Could the code keep the existing member names, provide the wrappers without turning the members into an array and needing named index constants, etc, at least? (though even then, seems like there's more to it than needed)
Thanks for circling back to this during holidays. :)
Right, that was my original thought pattern. I am fully open to the idea that this is not the right approach. :)
@dblaikie If getter/setter APIs are a blocker, I can remove them and do casts (uint32_t) instead....?
I don't know that there's enough out of tree usage to worry about forcing a break by changing the API like this - or to include the "get*32" functions.
Is this actually an undefined behavior issue (I don't think the implicit conversion would be any more broken than the explicit cast, at least - but can't find the specific wording about defined/undefined behavior off hand at the moment) , or only an attempt to identify places that could benefit from updates to support 64 bit lengths?

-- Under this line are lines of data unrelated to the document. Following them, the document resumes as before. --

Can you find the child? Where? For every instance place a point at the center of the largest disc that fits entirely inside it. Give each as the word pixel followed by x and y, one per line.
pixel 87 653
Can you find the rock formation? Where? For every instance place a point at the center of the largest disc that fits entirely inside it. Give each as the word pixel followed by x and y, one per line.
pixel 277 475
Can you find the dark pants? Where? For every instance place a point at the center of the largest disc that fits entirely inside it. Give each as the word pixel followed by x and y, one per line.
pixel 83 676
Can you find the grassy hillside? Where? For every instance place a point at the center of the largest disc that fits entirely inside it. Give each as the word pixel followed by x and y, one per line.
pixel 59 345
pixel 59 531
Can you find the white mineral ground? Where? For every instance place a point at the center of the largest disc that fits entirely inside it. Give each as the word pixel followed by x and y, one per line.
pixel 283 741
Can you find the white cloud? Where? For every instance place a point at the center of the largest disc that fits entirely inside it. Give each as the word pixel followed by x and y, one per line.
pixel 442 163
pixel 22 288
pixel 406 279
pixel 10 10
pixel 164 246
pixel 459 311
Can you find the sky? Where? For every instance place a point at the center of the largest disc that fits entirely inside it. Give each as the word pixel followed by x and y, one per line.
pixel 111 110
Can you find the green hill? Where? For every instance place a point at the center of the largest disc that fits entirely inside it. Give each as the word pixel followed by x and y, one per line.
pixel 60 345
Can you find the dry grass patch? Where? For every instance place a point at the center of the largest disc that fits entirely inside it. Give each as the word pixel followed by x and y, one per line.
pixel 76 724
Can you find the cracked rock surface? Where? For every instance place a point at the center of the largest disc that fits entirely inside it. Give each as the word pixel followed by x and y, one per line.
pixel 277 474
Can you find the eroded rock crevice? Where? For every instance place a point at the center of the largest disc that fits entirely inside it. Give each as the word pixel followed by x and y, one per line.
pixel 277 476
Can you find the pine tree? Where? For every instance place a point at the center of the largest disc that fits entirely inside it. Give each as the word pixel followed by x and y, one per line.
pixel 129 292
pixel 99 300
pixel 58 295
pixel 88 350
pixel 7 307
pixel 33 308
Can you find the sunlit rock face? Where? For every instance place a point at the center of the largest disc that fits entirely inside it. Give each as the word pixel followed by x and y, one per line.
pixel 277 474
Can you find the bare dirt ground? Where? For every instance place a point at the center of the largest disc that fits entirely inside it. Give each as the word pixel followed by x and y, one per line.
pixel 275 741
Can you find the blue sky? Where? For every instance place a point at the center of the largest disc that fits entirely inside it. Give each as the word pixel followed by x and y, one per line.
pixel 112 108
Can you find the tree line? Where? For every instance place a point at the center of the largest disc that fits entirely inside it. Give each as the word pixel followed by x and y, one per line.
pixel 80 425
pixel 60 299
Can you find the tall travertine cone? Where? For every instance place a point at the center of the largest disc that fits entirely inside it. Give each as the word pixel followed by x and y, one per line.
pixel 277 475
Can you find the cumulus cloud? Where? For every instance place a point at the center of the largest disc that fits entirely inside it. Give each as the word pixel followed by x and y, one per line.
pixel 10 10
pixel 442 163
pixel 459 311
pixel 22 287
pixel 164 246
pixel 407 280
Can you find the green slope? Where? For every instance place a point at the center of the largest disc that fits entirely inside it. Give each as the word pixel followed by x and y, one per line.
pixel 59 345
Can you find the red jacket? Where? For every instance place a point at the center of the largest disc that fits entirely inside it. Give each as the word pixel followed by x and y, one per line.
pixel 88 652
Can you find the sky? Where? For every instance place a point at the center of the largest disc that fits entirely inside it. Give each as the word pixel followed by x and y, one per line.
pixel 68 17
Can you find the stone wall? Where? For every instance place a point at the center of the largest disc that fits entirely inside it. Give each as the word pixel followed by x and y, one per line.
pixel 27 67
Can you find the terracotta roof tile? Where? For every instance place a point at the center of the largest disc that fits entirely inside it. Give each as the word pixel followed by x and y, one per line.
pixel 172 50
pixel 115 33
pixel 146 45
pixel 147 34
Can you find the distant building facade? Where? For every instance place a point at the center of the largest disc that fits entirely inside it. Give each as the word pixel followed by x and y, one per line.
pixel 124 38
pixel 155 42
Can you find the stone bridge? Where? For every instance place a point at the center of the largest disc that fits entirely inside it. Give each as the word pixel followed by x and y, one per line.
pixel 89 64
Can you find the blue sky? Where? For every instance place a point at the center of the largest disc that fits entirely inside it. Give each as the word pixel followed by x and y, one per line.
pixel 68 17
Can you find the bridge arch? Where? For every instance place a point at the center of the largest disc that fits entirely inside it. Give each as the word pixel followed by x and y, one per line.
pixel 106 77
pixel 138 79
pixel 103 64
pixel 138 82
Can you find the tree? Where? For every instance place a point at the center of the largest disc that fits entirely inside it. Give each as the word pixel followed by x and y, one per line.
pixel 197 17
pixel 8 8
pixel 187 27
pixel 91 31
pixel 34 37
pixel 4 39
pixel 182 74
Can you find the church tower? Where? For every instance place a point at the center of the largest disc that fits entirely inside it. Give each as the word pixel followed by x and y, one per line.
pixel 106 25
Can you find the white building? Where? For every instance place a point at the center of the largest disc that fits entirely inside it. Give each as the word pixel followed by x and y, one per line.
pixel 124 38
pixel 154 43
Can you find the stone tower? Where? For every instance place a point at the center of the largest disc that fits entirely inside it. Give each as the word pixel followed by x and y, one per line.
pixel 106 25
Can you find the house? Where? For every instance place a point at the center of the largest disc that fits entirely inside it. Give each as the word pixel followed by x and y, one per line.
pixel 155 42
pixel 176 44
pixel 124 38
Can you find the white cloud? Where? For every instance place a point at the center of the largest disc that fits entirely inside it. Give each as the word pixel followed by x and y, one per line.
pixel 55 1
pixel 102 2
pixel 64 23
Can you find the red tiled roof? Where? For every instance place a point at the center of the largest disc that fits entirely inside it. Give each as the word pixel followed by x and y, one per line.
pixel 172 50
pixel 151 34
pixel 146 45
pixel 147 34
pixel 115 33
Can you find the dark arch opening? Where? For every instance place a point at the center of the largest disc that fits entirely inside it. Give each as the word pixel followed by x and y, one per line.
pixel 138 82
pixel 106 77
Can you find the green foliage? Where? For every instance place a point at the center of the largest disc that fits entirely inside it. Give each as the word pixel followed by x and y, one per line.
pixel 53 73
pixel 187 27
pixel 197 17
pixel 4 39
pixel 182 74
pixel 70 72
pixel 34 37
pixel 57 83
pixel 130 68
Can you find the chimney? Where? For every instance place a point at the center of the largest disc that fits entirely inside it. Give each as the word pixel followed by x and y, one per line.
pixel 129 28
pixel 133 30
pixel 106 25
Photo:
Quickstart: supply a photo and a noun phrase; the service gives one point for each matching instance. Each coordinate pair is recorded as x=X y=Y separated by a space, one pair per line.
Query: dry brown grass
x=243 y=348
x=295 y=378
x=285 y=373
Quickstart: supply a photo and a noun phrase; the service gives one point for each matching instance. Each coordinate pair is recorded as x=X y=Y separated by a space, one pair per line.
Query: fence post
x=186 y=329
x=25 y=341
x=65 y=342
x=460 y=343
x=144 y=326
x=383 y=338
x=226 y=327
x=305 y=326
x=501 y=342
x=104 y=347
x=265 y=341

Eh, still seems weird, but guess it's not that much of a big deal - so let's go with it.
@ayermolo This has broken some buildbots - please can you take a look? https://lab.llvm.org/buildbot/#/builders/245/builds/3279
https://reviews.llvm.org/D141504
TBH not 100% sure on the fix, but looking where it's failing, maybe it's some kind of interaction with APIs returning 64bit number, and 32bit format macros on ARM?
I don't have access to ARM machine.
Trying a fix for arm.
Couldn't repro locally with colleague on mac with ARM. So reverted will resubmit with potential fix to test on build bot.
How come this became an array? Rather than keeping it as two named fields?